Au contraire, les Québécois ont depuis longtemps montré leur adhésion à un État impliqué économiquement et socialement. Mais pour maintenir leur adhésion, ils exigent un État performant dirigé par un gouvernement qui donne l’exemple et qui gère avec le plus grand soin chacun des deniers qui lui est confié. Et c’est là que le bât blesse.
Les Québécois se sont rendus aux urnes il y a à peine 16 mois et ont élu un premier ministre qui leur répétait chaque jour qu’avec son gouvernement, le Québec éviterait les déficits malgré la récession et que jamais il n’augmenterait leurs taxes.

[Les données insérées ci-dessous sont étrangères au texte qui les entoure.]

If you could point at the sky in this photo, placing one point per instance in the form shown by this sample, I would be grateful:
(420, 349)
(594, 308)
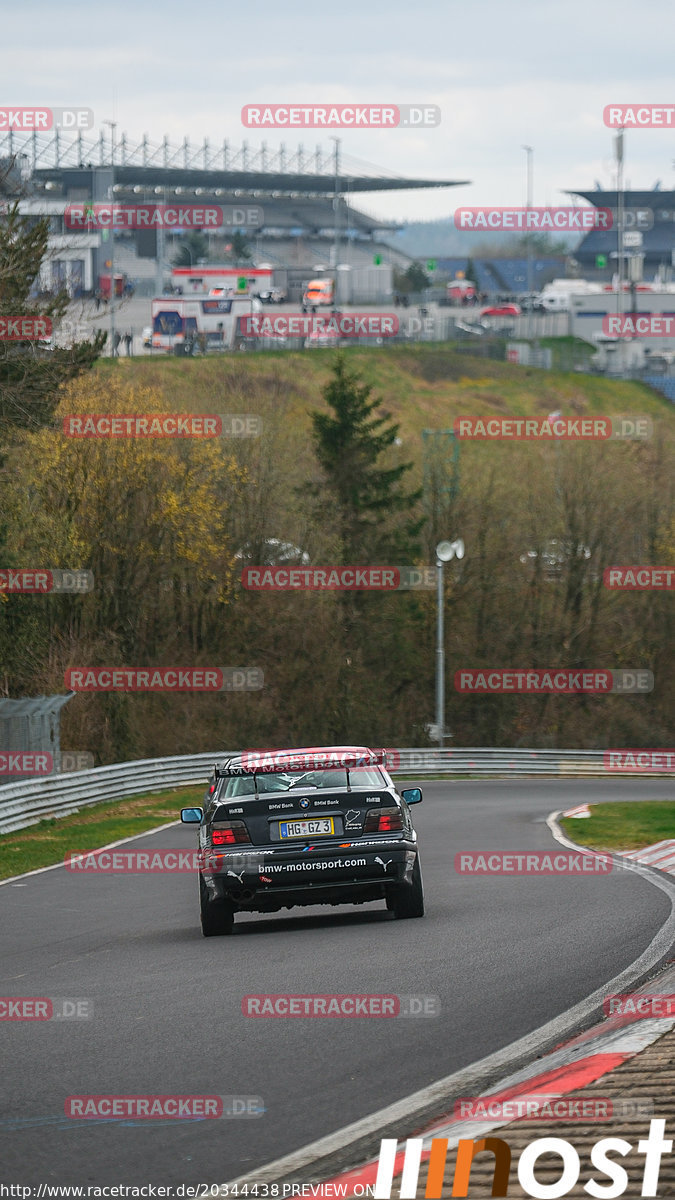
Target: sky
(535, 72)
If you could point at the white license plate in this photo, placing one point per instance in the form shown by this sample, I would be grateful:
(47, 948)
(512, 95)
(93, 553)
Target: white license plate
(308, 828)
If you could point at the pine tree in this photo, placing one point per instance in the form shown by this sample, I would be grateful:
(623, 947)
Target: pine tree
(374, 516)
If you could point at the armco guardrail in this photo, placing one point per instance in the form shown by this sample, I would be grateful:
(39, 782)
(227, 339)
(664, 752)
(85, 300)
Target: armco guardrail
(29, 801)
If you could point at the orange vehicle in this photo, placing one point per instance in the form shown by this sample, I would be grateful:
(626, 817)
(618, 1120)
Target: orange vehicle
(317, 293)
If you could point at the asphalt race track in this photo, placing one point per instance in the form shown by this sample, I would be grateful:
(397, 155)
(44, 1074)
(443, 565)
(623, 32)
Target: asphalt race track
(503, 954)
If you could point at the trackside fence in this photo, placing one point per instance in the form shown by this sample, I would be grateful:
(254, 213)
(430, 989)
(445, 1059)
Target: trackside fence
(27, 802)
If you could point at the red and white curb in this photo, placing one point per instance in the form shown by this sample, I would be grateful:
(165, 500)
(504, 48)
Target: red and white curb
(569, 1066)
(581, 810)
(661, 855)
(566, 1069)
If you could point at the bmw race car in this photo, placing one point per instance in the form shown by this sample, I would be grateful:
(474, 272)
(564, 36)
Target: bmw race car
(302, 827)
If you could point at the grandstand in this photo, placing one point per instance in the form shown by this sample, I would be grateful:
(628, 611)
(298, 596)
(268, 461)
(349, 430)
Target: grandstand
(503, 276)
(308, 201)
(652, 216)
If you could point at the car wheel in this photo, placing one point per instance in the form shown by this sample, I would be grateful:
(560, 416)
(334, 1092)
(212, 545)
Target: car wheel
(407, 900)
(217, 916)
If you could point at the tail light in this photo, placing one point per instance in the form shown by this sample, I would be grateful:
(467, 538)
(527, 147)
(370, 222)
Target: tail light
(383, 821)
(230, 833)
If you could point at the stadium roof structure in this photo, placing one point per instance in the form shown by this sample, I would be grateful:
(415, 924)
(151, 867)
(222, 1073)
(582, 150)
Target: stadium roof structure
(58, 159)
(652, 215)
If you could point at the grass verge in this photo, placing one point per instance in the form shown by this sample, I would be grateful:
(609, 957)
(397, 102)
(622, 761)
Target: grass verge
(622, 826)
(47, 843)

Aujourd’hui, les Québécois se souviennent…
Avant le budget, les Québécois nous approchaient avec un questionnement très légitime : « Pourquoi je paierais plus alors que le gouvernement ne fait rien pour mettre fin au gaspillage? » Ils ont remarqué ce que le gouvernement refuse de voir : un éléphant nommé ‘Scandales-liés-au-secteur-de-la-construction’ s’est installé au milieu du salon. Le gouvernement du Québec et ses entreprises injectent 13,5 milliards par année dans des projets d’infrastructures dont environ 30% seraient détournés par des activités de collusion et de corruption.
Et le gouvernement refuse de tenir une enquête publique qui nous permettrait de s’attaquer à un système sous terrain qui ronge nos finances publiques et nos institutions! Il ne faut se surprendre de voir les Québécois refuser la facture de 6,5 milliards que le gouvernement leur a imposée dans ce budget par l’application de nouvelles taxes et des nouveaux tarifs.
Depuis 7 ans, c’est le même manège. Le ministre des Finances annonce dans son budget que le gouvernement s’engage à reprendre le contrôle de ses dépenses et de la dette publique – sans jamais y arriver. Vous avez raison de questionner le gouvernement libéral qui a échoué à améliorer sa performance de gestion.
Prenons l’exemple du secteur de la santé qui représente maintenant plus de 40% des dépenses de l’État. Le gouvernement a annoncé une taxe sur la santé qui s’élèvera à 200$ par année pour la grande majorité des contribuables. Il y aura aussi un ticket modérateur. Ce sont des taxes iniques et régressives qui frappent de la même façon un millionnaire et une famille qui possède un revenu net de 25 000$. En plus, cela survient alors qu’aucun effort n’a été fait pour améliorer la gestion du réseau de la santé. Malgré les promesses répétées, et rompues, depuis 2003.
Contrairement à ce que prétend Jean Charest, le nouveau budget manque de courage et tombe dans la facilité. Le gouvernement avait l’opportunité de mieux faire sans appauvrir les Québécois. Les citoyens ont maintenant la certitude de payer plus cher pour leurs services publics. Et le gouvernement libéral a acquis le confort financier qui lui permettra de ne rien faire pour s’améliorer.